Schematic Diagram of Thesis Research
Lyme disease is the most important insect borne infectious disease in the northern hemisphere. There are nearly 480，000 Lyme cases in the United States and nearly 230，000 Lyme cases in Western Europe every year. Lyme disease is mainly transmitted by ticks, and its pathogen is Borrelia burgdorferi. The transmission of tick infection has brought a huge economic burden to the global livestock industry. For example, it is estimated that the external parasitic ticks, Rhipicephalus microplus, cause losses of 2.5 billion US dollars every year in the whole tropical and subtropical regions. With the rapid change of contemporary urbanization, deforestation, climate change and the interaction between human and animal habitats, the threat of tick borne diseases (TBDs) to human and animal health has increased significantly. In this study, the 15 kDa protein IpSAP was found in the saliva of Ixodes persulcatus, targeting the LT-βr receptor. IpSAP promotes the spread of B. garinii by inhibiting LT-βr receptor and downstream signal transduction, and forming early local immunosuppression at the site of Borrelia infection in mice. Further studies showed that mice immunized with IpSAP recombinant protein and MnJ adjuvant could effectively resist the transmission of Lyme disease spirochete mediated by ixodes. This result not only deepens the understanding of the molecular mechanism of tick-borne Lyme disease and clarifications of key vector and host molecules during transmission, but also provides new ideas for the development of novel vector-targeted Lyme disease vaccines.

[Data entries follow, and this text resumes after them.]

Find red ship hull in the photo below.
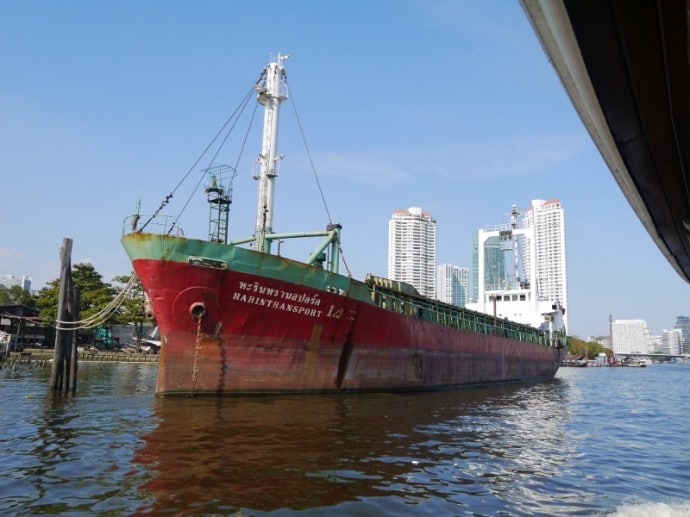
[133,258,564,394]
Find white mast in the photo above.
[254,54,288,253]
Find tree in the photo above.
[36,263,117,321]
[113,273,150,343]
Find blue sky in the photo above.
[0,0,690,337]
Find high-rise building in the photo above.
[388,207,436,298]
[0,275,31,291]
[522,199,568,328]
[611,320,649,354]
[436,264,470,307]
[673,316,690,354]
[469,231,506,302]
[659,328,683,355]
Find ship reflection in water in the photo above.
[135,380,572,514]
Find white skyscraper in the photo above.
[611,320,649,354]
[0,275,31,291]
[388,207,436,298]
[436,264,470,307]
[660,329,683,355]
[522,199,568,328]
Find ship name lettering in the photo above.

Professor Jin Lin is a high-level talent introduced to SXAU in 2021. This year, he was selected as one of the first batch of cultivation objects of "Excellent Youth Cultivation Project of Shanxi Agricultural University". This research was supported by SXAU's "Outstanding Youth Cultivation Project" and other projects. Professor Jin Lin is the first author of the paper, and Jiang Baogui, an associate researcher of Beijing Institute of Microbiology and Epidemiology, is the co-first author. Lai Ren, a researcher of Kunming Institute of Zoology, Chinese Academy of Sciences, is the main corresponding author, and Cao Wuchun, a researcher of Beijing Institute of Microbiology and Epidemiology, and Professor Shahid Karim of University of South Mississippi are the co- corresponding authors.